Salient Considerations for a Shareholders Agreement
A shareholders agreement is necessary to protect the rights and ensure fair treatment of all parties involved. As official as it may sound, creating such an agreement is not mandatory. It should not be overlooked. The importance of them extends beyond current affairs and lays out a pre-established plan on how to deal with potential shareholders in the future. It is a document that outlines fair pricing of shares including up to the time they are sold or in the event the company is sold. Specific rights, obligations, and methods of operations are included so smaller organizations, in particular, may benefit the most from this.
When drafting such an agreement, it should be clarified who exactly has stock. Name the value and the rights that come with the stocks. Shareholders should also come into agreement on what happens to the stock when someone wants to leave the corporation or if they want to sell their share. If this were to occur, another formal document must be processed on the valuation of the stock.
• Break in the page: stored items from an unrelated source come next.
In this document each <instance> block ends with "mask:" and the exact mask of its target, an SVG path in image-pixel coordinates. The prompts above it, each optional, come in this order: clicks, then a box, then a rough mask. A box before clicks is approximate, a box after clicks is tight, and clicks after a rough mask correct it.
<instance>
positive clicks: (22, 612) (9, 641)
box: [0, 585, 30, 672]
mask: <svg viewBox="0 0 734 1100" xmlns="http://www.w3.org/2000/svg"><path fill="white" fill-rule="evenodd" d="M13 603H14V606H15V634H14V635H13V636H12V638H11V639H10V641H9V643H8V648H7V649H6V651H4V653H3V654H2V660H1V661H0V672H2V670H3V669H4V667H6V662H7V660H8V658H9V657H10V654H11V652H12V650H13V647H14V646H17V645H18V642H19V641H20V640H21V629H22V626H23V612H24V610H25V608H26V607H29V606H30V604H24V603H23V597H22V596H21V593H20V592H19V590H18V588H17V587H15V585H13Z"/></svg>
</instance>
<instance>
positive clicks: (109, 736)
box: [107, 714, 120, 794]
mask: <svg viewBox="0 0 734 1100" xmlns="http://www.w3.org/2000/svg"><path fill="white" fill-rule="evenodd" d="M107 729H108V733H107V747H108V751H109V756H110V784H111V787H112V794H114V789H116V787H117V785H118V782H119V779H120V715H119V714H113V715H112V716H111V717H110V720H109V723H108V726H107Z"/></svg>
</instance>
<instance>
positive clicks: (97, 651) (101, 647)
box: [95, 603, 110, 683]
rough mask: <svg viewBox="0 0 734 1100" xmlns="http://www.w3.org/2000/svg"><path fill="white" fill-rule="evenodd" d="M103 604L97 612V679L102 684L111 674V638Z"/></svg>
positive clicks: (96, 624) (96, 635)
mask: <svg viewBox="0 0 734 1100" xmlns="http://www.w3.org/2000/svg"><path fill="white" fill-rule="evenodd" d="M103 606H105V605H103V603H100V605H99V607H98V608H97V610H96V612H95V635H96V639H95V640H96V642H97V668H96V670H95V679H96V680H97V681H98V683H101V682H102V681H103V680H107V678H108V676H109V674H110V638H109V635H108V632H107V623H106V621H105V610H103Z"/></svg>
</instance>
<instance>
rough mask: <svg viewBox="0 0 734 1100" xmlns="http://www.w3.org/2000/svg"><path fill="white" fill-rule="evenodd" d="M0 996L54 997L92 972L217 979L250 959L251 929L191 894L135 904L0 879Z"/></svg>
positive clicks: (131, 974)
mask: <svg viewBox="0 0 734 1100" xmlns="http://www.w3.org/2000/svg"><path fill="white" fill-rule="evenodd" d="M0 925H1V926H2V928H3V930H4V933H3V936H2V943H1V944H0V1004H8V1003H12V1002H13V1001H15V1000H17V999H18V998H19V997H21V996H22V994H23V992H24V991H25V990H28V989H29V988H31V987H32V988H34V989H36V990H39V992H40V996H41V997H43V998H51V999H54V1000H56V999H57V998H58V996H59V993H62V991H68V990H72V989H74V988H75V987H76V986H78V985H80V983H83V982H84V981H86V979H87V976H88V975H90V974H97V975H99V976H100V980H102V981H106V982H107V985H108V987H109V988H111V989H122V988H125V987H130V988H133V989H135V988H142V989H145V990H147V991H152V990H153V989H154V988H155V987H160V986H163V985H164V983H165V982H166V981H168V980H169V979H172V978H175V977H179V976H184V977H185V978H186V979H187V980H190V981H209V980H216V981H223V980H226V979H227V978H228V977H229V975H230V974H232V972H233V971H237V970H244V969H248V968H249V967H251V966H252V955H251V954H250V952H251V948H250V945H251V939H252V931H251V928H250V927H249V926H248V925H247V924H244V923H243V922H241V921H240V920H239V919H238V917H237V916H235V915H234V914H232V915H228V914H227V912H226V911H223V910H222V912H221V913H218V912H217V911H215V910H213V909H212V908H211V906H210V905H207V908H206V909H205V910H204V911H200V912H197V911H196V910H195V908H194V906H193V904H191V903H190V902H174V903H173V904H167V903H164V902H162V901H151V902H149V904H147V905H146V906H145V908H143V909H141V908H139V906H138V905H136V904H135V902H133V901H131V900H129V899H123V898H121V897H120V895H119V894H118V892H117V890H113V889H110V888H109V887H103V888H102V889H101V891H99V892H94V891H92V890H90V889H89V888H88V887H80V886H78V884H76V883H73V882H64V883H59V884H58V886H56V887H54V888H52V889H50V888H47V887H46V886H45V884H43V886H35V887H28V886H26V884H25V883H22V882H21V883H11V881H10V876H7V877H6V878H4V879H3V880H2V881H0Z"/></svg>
Some methods of valuation include a predetermined formula that was agreed upon, capitalized earnings, adjusted book value, or some combination of these.
Other incidents that should also have clear guides are complex life events. Such events are a death or disability. Or perhaps a shareholder goes through a divorce and their spouse has rights to the stock. Another possibility is the dissolution of the organization. Most likely the stocks will have rights regarding the liquidation procedures. But a course of actions of how the company finalizes their debts and winding up should be included as well. These situations would become more disruptive if left unattended in the agreement.
There are many details that are involved with Shareholders Agreements. You should always consult your attorney to hash out all the fine details and fully discuss your company’s course of action in order to draft a proper Shareholder Agreement.